Sheri Welsh, Chair | Small Business Association of Michigan
Sheri Welsh, Chair | Small Business Association of Michigan
With the One Big Beautiful Bill (OBBB), several provisions will impact employers. Below is a summary of the major ones.
Workers can deduct up to $12,500 in overtime pay from their taxable income on federal tax returns, retroactive to January 1, 2025. This deduction applies only to non-exempt employees and phases out for those earning more than $150,000. Additionally, all reported tips up to $25,000 per person per year are now exempt from federal income tax.
The OBBB establishes Trump Accounts as a new type of custodial account for minors born between January 1, 2025, and December 31, 2028. These accounts are initially funded with $1,000 by the Treasury and can grow tax-free until withdrawal.

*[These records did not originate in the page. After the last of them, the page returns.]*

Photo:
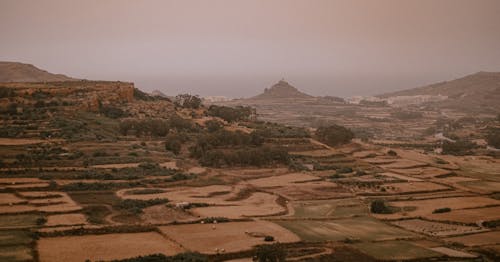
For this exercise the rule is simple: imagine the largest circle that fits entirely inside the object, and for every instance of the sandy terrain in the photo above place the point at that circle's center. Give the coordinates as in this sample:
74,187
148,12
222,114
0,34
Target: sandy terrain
20,141
258,204
435,228
481,239
427,206
452,252
402,177
66,220
104,247
215,194
474,215
404,164
9,199
62,203
312,190
109,166
283,180
232,237
409,187
161,214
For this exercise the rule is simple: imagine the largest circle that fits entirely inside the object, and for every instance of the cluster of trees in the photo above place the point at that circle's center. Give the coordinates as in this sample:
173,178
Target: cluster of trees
224,138
231,114
156,127
188,101
174,142
334,135
182,257
227,148
274,130
252,156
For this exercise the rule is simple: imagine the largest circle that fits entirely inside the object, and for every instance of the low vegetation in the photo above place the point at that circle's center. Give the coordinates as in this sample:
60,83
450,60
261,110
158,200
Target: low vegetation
380,207
334,135
230,114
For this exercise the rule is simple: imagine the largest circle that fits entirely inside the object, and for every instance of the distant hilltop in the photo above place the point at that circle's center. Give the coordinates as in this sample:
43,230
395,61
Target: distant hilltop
282,89
19,72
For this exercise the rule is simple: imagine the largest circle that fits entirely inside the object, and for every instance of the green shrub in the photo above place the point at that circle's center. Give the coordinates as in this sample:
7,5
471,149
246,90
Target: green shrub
213,125
230,114
188,101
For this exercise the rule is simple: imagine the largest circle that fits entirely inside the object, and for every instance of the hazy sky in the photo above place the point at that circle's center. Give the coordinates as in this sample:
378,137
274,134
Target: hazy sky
237,48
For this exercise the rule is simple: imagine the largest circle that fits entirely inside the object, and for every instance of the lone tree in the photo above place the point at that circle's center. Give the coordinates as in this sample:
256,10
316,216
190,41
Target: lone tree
334,135
270,253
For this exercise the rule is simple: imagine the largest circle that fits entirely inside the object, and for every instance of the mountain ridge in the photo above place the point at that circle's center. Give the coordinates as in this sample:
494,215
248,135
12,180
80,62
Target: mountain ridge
21,72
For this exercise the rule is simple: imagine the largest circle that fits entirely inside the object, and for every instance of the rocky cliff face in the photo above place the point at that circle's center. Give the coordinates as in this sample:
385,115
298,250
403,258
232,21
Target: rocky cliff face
85,95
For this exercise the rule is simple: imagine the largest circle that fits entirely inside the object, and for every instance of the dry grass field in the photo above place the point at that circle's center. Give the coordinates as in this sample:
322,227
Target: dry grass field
230,237
424,208
481,239
436,228
362,228
104,247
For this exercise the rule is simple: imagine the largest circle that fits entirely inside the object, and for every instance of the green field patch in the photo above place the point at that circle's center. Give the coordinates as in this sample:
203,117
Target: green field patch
21,220
361,228
15,237
482,186
15,253
396,250
329,208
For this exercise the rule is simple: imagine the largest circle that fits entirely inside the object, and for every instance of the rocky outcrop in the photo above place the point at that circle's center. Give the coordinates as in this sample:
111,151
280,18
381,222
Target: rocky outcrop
19,72
282,89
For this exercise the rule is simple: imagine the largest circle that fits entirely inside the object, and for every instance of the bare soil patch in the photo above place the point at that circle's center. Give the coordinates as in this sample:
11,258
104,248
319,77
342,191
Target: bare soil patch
104,247
66,220
435,228
283,180
481,239
474,215
258,204
162,214
427,206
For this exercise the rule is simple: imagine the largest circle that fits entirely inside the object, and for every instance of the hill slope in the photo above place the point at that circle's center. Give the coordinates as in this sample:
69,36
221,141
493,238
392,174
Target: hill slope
282,89
19,72
480,91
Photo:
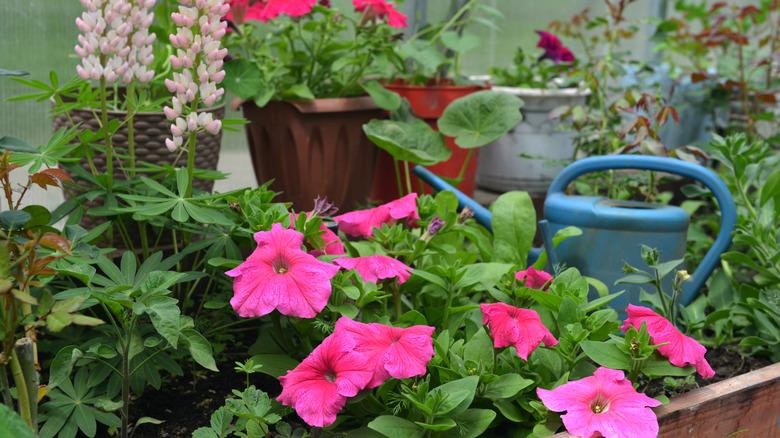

Employers may offer dependent care flexible spending accounts (DCFSAs) with increased contribution limits starting after December 31, 2025. The OBBB also makes permanent an exemption allowing telehealth services without applying a deductible for Health Savings Account (HSA) eligibility.
For executive compensation in public companies exceeding $1 million annually, deductions are limited. In non-profits, Section 4960 imposes an excise tax on remuneration over $1 million.
The OBBB permanently allows employers to offer educational assistance related to student loans tax-free and eliminates tax-free reimbursement for bicycle commuting expenses. It increases credits for employer-provided childcare expenses and permanently establishes a credit for paid family and medical leave under IRC section 45S.
"The above is a sampling of tax changes HR needs to be aware of," says Anthony Kaylin courtesy of SBAM-approved partner ASE.